Specifically, build a BFS tree from node $n$ in the action graph on single points. For each tree edge to node $u$ via generator $g$, and for each outgoing edge from $u$ to $v$ via generator $h$, the element $\text{path}[u] \cdot g \cdot h \cdot \text{path}[v]^{-1}$ fixes $n$, where $\text{path}[x]$ denotes the tree path from $n$ to $x$. This generates the stabilizer subgroup $H_n$. Randomly reducing these $O(n \cdot \text{genCnt})$ elements to $O(n)$ generators allows recursion on $n-1$ dimnesions.

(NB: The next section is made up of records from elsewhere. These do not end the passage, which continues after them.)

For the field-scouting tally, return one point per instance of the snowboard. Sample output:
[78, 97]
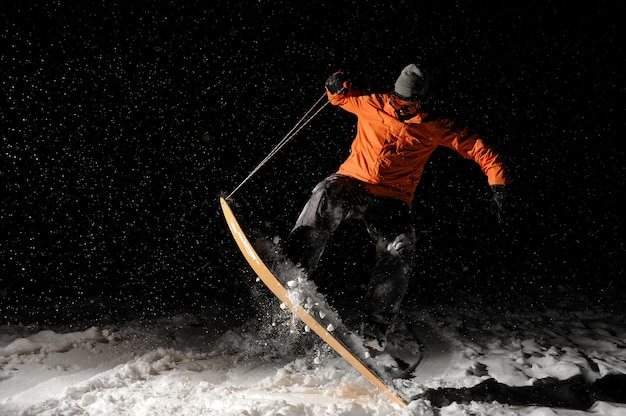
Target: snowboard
[402, 354]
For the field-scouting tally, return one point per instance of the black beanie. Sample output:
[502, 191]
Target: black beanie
[412, 83]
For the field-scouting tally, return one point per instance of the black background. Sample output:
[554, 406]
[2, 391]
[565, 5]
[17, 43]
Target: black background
[123, 122]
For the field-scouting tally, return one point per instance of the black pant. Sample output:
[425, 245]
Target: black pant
[388, 222]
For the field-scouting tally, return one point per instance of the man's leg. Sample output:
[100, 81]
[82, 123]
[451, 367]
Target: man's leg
[390, 224]
[332, 200]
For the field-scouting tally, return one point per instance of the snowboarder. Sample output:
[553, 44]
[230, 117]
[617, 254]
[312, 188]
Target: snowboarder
[395, 136]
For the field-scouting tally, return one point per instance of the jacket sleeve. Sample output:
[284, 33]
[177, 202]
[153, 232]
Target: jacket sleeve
[349, 102]
[472, 146]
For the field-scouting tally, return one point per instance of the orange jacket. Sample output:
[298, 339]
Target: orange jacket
[389, 155]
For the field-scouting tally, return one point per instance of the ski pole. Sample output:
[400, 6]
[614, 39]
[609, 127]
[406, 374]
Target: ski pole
[290, 135]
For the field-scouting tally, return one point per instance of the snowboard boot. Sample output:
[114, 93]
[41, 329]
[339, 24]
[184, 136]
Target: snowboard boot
[374, 336]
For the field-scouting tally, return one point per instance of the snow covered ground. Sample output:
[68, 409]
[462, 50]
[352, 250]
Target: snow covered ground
[194, 364]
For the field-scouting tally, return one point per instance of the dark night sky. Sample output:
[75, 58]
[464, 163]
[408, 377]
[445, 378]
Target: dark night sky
[124, 122]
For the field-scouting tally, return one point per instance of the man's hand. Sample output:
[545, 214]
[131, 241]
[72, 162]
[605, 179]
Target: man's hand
[338, 83]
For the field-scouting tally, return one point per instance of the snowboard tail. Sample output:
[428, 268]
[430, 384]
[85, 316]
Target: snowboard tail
[337, 339]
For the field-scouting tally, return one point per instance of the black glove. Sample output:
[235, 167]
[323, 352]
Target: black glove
[500, 194]
[338, 83]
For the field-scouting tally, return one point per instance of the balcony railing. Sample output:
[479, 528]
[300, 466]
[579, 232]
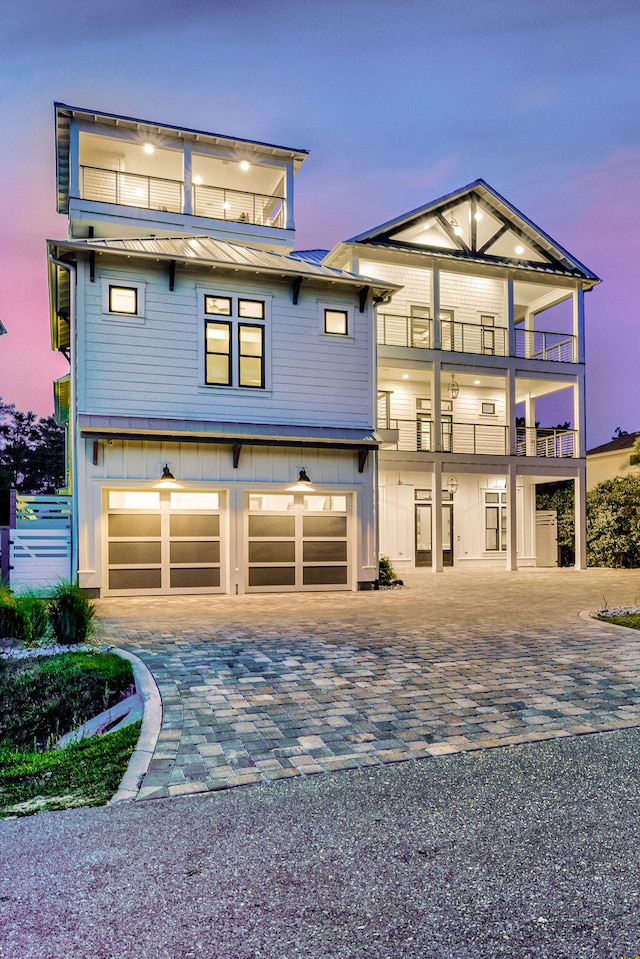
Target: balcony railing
[556, 347]
[156, 193]
[476, 438]
[130, 189]
[219, 203]
[418, 333]
[540, 441]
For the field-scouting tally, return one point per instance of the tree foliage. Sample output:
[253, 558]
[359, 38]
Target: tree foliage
[32, 451]
[613, 523]
[560, 497]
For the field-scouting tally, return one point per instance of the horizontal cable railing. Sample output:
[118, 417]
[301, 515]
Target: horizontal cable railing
[542, 441]
[474, 338]
[130, 189]
[536, 345]
[218, 203]
[405, 331]
[477, 438]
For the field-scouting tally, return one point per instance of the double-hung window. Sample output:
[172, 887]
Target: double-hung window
[234, 341]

The recursive algorithm operates in $O(n^5)$ time:
struct Permutation {
int img[MAXN];
void identity() { for (int i = 1; i <= curSize; ++i) img[i] = i; }
friend Permutation compose(const Permutation& a, const Permutation& b) {
Permutation c;
for (int i = 1; i <= curSize; ++i) c.img[i] = b.img[a.img[i]];
return c;
}
Permutation invert() {
Permutation inv;
for (int i = 1; i <= curSize; ++i) inv.img[img[i]] = i;
return inv;
}
};
Permutation gens[MAXN], reduced[MAXN];
Permutation treePath[MAXN << 1];
vector<pair<int,int>> adj[MAXN];
bool visited[MAXN];
int curSize, genCount;
long long result[20];
int resLen;
long long orbitSize;
void dfs(int u, Permutation cur) {
treePath[u] = cur;
visited[u] = true;
++orbitSize;
for (auto [v, gid] : adj[u]) {
if (visited[v]) continue;
dfs(v, compose(cur, gens[gid]));
}
}
void reduceGenerators() {
for (int i = 1; i <= curSize; ++i) adj[i].clear();
for (int g = 1; g <= genCount; ++g)
for (int i = 1; i <= curSize; ++i)
adj[i].push_back({gens[g].img[i], g});
Permutation id;
id.identity();
dfs(curSize, id);
for (int i = 1; i <= curSize; ++i) {
treePath[i + curSize] = treePath[i].invert();
adj[i].clear();
}
for (int t = 1; t <= BOUND; ++t) {
reduced[t].identity();
for (int g = 1; g <= genCount; ++g)
for (int i = 1; i <= curSize; ++i)
if (visited[i] && (rng() & 1))
reduced[t] = compose(reduced[t], compose(compose(treePath[i], gens[g]), treePath[gens[g].img[i] + curSize]));
}
for (int i = 1; i <= curSize; ++i) visited[i] = false;
genCount = BOUND;
for (int i = 1; i <= genCount; ++i) gens[i] = reduced[i];
--curSize;
long long carry = 0;
for (int i = 0; i <= resLen; ++i) {
result[i] = result[i] * orbitSize + carry;
carry = result[i] / BASE;
result[i] %= BASE;
}
if (carry) result[++resLen] = carry;
orbitSize = 0;
}
int main() {
curSize = read(); genCount = read();
for (int i = 1; i <= genCount; ++i)
for (int j = 1; j <= curSize; ++j)
gens[i].img[j] = read();
result[resLen = 0] = 1;
while (curSize > 0) reduceGenerators();
printf("%lld", result[resLen]);
for (int i = resLen - 1; i >= 0; --i)
printf("%016lld", result[i]);
puts("");
return 0;
}
The rank of a finite group—the minimum size of a generating set—can reach $\Theta(n)$, necessitating retention of $O(n)$ generators for order computation. However, for connectivity problems like inversion counting, $O(\log n)$ random generators suffice to connect the graph with high probability, explaining the efficacy of the randomized reduction.